Bir Litre Gözyaşı 12. Bölüm: Baharı Çağırmak

Bir çocuk doğar, “anne ve kız ikisi de sağlıklılar çok şükür” cümlesini ilk o duyar, sevinçten gözyaşları akar, aşık olduğu kadın gibi birisi daha var bu dünyada artık…

Çocuk yürümeye çalışır, düşer, o elinden tutar, “hadi kızım hadi sen başara bileceksin, ben hep senin yanında olacağım güzel kızım”

Dünyanın en yüksek dağı olur babanın omuzları, çıkar o dağın üstüne bir kahraman gibi güçlü bilir kendisini, dünyanın en güzel sesi olur babanın sesi, şarkılar ve masallar ilk o sesle fısıldanır kulağa… Büyümeye başlar çocuk ve o omuzlar sığınak olur, gözyaşlarının izi kalır orada, çocuklukta anlatılan o sesin yankıları kalır kulakta…

Baba olmak bir nimettir herkes baba olamaz demişler, kan bağı değil mevzu sadece, kimisi can bağıyla baba olur evlatlarına ve ne büyük bir mutluluktur kanıyla ve canıyla bağlı olan bir babaya sahip olmak.

Baba kelimesini aradım sözlükte ve karşıma çocuğu olan erkeğe baba söylenir cümlesi çıktı, ne kadar eksik anlatılmış bazı kelimeler sözlükte… Düşündüm, mesela “ben senin elin ayağın olurum güzel kızım” cümlesini yazsaydılar keşke dedim…

Çocuk ne kadar büyüse de yine o omuzlar sığınağıdır, her düştüğünde çağırır onu “bana bir masal anlat baba” içinde yorgunluk, pes etmek ve kötülerin kazandığı bir yer olmasın ister…. yine babası onu kaldırır omuzlarında taşır, eli olur ayağı olur…
Ve ne güzel anlatıldı baba bu sahnede, kimisi evlat acısından, kimisi baba yarasından gözyaşı döktü ve kimisi de bu acıyı his ederek bu hayatta bu hikayeyi yaşayan gerçek insanlar var diye ağladı, düğümlendi boğazı….

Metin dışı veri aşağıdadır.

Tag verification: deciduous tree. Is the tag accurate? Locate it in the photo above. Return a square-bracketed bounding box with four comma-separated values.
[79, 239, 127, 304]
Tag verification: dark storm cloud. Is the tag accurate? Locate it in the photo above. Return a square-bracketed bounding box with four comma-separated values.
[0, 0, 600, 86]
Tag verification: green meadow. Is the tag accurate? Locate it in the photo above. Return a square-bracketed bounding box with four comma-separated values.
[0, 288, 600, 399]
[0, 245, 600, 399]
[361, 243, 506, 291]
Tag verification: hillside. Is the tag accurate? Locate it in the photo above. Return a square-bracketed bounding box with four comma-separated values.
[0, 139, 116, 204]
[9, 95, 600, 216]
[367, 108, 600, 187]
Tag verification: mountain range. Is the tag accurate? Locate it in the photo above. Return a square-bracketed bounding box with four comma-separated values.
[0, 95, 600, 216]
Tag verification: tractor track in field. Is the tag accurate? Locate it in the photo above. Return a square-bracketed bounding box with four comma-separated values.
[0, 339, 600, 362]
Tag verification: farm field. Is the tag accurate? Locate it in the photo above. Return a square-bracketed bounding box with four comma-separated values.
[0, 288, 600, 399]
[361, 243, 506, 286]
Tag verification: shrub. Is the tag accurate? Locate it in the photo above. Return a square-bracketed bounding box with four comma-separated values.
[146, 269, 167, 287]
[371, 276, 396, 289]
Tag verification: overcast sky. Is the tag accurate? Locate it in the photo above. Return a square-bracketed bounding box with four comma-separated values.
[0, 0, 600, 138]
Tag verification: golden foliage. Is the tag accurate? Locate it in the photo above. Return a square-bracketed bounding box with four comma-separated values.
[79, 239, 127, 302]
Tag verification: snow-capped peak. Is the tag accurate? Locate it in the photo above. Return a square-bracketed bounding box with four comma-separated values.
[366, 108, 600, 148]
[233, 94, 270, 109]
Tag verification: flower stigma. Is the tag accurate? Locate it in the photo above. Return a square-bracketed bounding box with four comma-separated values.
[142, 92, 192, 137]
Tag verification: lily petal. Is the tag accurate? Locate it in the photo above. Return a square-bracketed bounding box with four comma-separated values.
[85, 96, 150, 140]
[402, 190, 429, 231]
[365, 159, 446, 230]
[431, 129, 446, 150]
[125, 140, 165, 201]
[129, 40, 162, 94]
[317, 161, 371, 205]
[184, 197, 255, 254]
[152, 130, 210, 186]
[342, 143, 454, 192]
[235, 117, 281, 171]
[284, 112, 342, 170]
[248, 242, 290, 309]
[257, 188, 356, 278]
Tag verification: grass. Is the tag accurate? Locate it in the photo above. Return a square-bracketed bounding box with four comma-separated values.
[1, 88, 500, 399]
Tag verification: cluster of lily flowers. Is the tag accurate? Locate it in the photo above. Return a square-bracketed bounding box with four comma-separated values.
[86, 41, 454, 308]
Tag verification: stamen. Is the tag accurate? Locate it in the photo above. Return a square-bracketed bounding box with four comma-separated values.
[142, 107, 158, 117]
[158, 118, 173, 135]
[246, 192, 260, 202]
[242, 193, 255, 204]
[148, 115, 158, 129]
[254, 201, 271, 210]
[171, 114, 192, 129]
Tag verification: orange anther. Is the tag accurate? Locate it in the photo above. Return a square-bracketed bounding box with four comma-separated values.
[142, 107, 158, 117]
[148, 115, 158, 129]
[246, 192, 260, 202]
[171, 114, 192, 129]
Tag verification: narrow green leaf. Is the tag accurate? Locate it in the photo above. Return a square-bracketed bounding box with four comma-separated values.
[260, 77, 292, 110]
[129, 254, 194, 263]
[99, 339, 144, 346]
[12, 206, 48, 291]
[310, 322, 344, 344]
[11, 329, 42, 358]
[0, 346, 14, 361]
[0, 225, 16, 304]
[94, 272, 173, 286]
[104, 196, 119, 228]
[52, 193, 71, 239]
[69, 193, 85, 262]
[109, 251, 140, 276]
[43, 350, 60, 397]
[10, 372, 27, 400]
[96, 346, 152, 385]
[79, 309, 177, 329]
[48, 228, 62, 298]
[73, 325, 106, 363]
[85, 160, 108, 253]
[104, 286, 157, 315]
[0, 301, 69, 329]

Bu bölüm aile arasındaki sahneler o kadar güçlü ve etkileyici bir şekilde anlatılmıştı ki hala etkisinden çıkamayanlardan birisiyim ben, anne ve kızların arasındaki samimiyet, baba ve kızın o muhteşem sahnesinden sonra Muzaffer ve Mahirin yapıştırıcı olayı (ahahajahajahha) , abla ve kardeşleri hepsi çok güzeldi ve kalbime dokundu ve diğer bölümlerde yine daha güzel sahnelerin geleceğine bir ışık verdi bize.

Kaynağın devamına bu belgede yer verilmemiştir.